Linking CUDA bitcode files and generating CUDA executable

Hi everyone,

Could someone share the recipe for getting bitcode files out of a CUDA program and then linking them to generate an executable? I’m following these steps but when I run the executable no CUDA kernels are executed:

   clang++ -emit-llvm -c --cuda-path=$(CUDA_PATH) --cuda-gpu-arch=sm_35
   clang++ -c program.bc -o program.o
   llc program-cuda-nvptx64-nvidia-cuda-sm_35.bc -o program-cuda-nvptx64-nvidia-cuda-sm_35.ptx
   nvcc -arch=sm_35 --device-c program-cuda-nvptx64-nvidia-cuda-sm_35.ptx -o program-cuda-nvptx64-nvidia-cuda-sm_35.o
   nvcc -arch=sm_35 -dlink program.o program-cuda-nvptx64-nvidia-cuda-sm_35.o -o linkedcode.o
   clang++ -o program linkedcode.o program.o program-cuda-nvptx64-nvidia-cuda-sm_35.o -L$(CUDA_LIB) -lcudart_static -lcudadevrt -ldl -lrt -pthread

I don’t get any error when doing this, but when I run it, no kernels execute.
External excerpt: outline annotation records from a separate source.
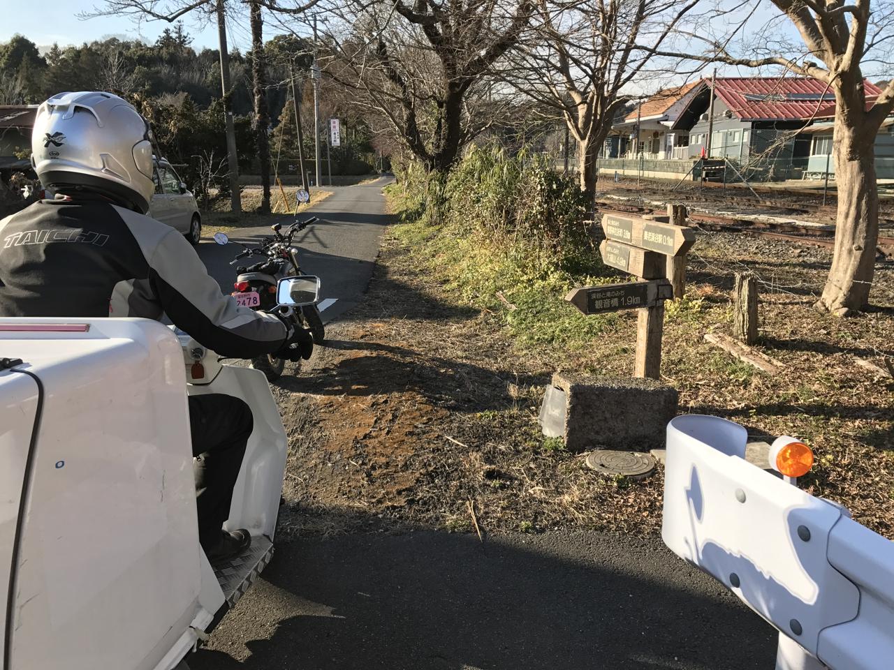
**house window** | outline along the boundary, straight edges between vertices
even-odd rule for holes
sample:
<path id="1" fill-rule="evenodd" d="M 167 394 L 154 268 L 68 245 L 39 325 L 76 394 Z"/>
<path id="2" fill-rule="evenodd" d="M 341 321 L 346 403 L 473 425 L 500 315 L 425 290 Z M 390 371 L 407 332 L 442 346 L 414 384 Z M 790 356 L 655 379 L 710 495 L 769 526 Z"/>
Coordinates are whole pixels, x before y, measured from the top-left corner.
<path id="1" fill-rule="evenodd" d="M 814 146 L 811 149 L 811 155 L 829 155 L 832 153 L 832 138 L 831 136 L 814 138 Z"/>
When I use cuda-memcheck it tells me this:

“Program hit cudaErrorInvalidDeviceFunction (error 8) due to "invalid device function" on CUDA API call to cudaLaunch. ”

My device is "Tesla K40m" with compute capability 3.5. I'm using clang/llvm 4.0, and CUDA 8.0. Can someone point out what I am doing wrong?

Thank you very much in advance,